Salient Considerations for a Shareholders Agreement
A shareholders agreement is necessary to protect the rights and ensure fair treatment of all parties involved. As official as it may sound, creating such an agreement is not mandatory. It should not be overlooked. The importance of them extends beyond current affairs and lays out a pre-established plan on how to deal with potential shareholders in the future. It is a document that outlines fair pricing of shares including up to the time they are sold or in the event the company is sold. Specific rights, obligations, and methods of operations are included so smaller organizations, in particular, may benefit the most from this.
When drafting such an agreement, it should be clarified who exactly has stock. Name the value and the rights that come with the stocks. Shareholders should also come into agreement on what happens to the stock when someone wants to leave the corporation or if they want to sell their share. If this were to occur, another formal document must be processed on the valuation of the stock. Some methods of valuation include a predetermined formula that was agreed upon, capitalized earnings, adjusted book value, or some combination of these.

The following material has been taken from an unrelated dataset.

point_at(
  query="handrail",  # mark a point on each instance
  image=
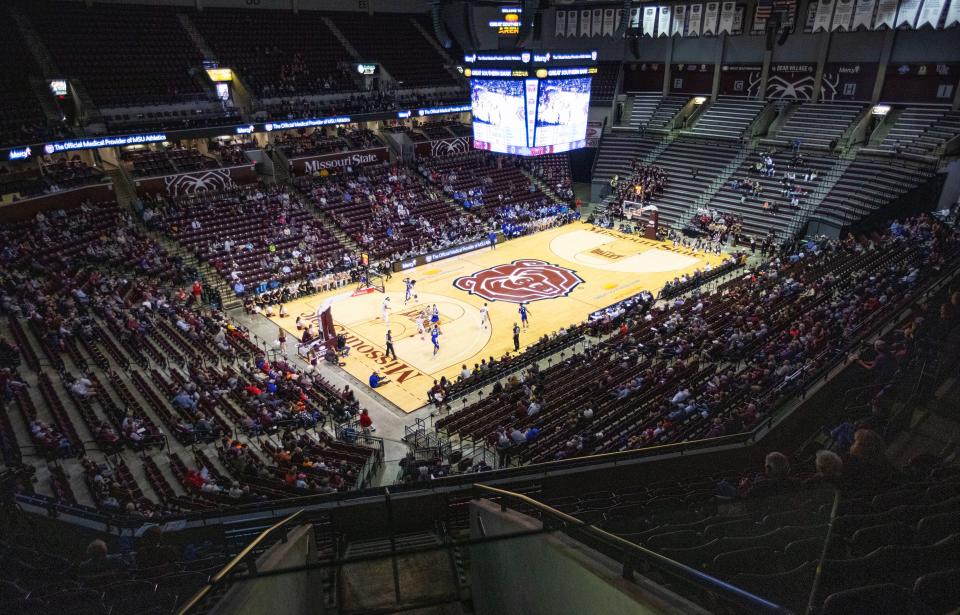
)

Other incidents that should also have clear guides are complex life events. Such events are a death or disability. Or perhaps a shareholder goes through a divorce and their spouse has rights to the stock. Another possibility is the dissolution of the organization. Most likely the stocks will have rights regarding the liquidation procedures. But a course of actions of how the company finalizes their debts and winding up should be included as well. These situations would become more disruptive if left unattended in the agreement.
There are many details that are involved with Shareholders Agreements. You should always consult your attorney to hash out all the fine details and fully discuss your company’s course of action in order to draft a proper Shareholder Agreement.